El problema no es solo técnico, ni debería interesar solo a los expertos. El principal desafío que enfrentan actualmente las democracias es la eficacia: ¿qué tan eficaz es el régimen representativo para hacerse cargo de las urgencias ciudadanas? ¿Qué tan estable es una democracia que se priva de los medios para asumir esas urgencias? Por lo demás, ¿quién se hace responsable de los fracasos si no hay mayorías nítidas? Es un imperativo decirlo claramente: quienes se oponen a avanzar en la dirección propuesta juegan con fuego, pues están dispuestos a ponerlo todo en riesgo por conservar sus parcelas de poder. No se percatan de que esas parcelas valdrán bien poco si el sistema en su conjunto no muestra alguna eficacia. Al final, es posible que terminemos siendo rehenes de los inmovilistas y defensores del statu quo.

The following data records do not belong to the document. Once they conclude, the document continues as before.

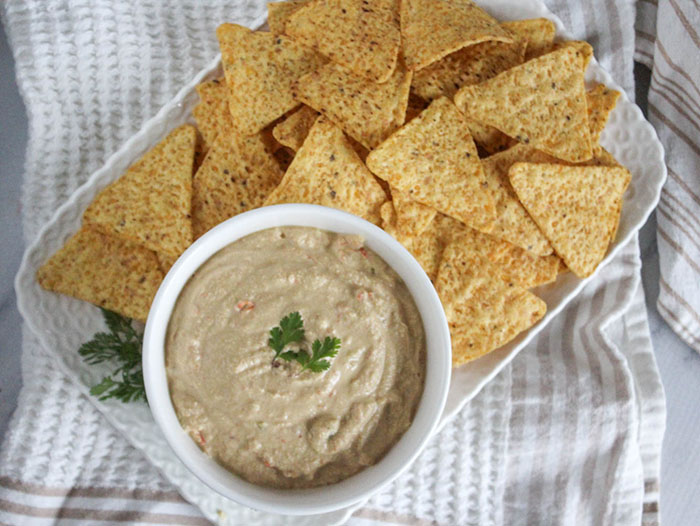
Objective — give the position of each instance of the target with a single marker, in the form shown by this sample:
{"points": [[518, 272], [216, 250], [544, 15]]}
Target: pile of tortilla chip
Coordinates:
{"points": [[474, 142]]}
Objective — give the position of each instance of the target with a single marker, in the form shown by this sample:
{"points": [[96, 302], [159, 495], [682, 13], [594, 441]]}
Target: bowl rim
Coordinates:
{"points": [[357, 487]]}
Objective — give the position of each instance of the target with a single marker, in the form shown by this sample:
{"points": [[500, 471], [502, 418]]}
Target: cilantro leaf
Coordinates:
{"points": [[123, 346], [320, 351], [290, 330]]}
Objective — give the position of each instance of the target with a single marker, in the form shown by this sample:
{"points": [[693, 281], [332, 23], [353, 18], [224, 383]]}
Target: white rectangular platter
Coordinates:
{"points": [[62, 324]]}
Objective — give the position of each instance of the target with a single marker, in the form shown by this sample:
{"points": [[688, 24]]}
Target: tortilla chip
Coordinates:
{"points": [[412, 217], [108, 271], [150, 204], [362, 36], [432, 29], [484, 312], [293, 130], [367, 111], [601, 100], [467, 66], [237, 175], [538, 32], [260, 70], [327, 171], [165, 262], [434, 160], [211, 113], [576, 207], [541, 103], [279, 12], [415, 106], [513, 223]]}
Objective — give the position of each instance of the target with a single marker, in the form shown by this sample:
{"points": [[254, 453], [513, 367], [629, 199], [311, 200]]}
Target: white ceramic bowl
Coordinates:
{"points": [[368, 481]]}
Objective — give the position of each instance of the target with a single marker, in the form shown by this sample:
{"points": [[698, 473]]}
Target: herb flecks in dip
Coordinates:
{"points": [[268, 421]]}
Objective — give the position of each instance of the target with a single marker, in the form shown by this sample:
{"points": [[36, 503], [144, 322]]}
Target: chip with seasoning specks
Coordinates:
{"points": [[327, 171], [237, 175], [292, 131], [279, 12], [541, 103], [432, 29], [260, 69], [361, 35], [537, 32], [150, 204], [483, 310], [434, 160], [366, 111], [212, 114], [104, 270], [576, 207]]}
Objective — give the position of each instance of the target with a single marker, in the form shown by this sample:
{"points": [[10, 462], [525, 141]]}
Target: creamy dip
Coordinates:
{"points": [[270, 422]]}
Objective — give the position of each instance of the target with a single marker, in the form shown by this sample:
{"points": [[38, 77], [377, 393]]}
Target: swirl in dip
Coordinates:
{"points": [[269, 422]]}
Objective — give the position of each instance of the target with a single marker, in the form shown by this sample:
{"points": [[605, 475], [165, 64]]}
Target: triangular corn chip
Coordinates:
{"points": [[412, 217], [211, 113], [432, 29], [237, 175], [327, 171], [484, 312], [279, 12], [434, 160], [368, 112], [538, 32], [513, 223], [260, 69], [150, 204], [293, 130], [541, 103], [110, 272], [361, 35], [576, 207], [601, 100], [470, 65]]}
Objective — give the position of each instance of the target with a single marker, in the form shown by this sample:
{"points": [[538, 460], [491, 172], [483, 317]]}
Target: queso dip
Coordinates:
{"points": [[268, 421]]}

Desde luego, lo dicho no implica afirmar que el proyecto sea perfecto, ni que resuelva todos nuestros problemas. Esta no es, ni de lejos, una bala de plata, y deja muchos asuntos relevantes en el tintero. Sin embargo, sería absurdo no dar un primer paso con el pretexto de que no está todo lo que quisiéramos: con esa excusa, no podríamos hacer nada. El valor del primer paso es, precisamente, marcar una dirección. A estas alturas, el inmovilismo equivale a comportarse como la orquesta del Titanic: sigamos jugando, como si nada estuviera ocurriendo. Menuda irresponsabilidad.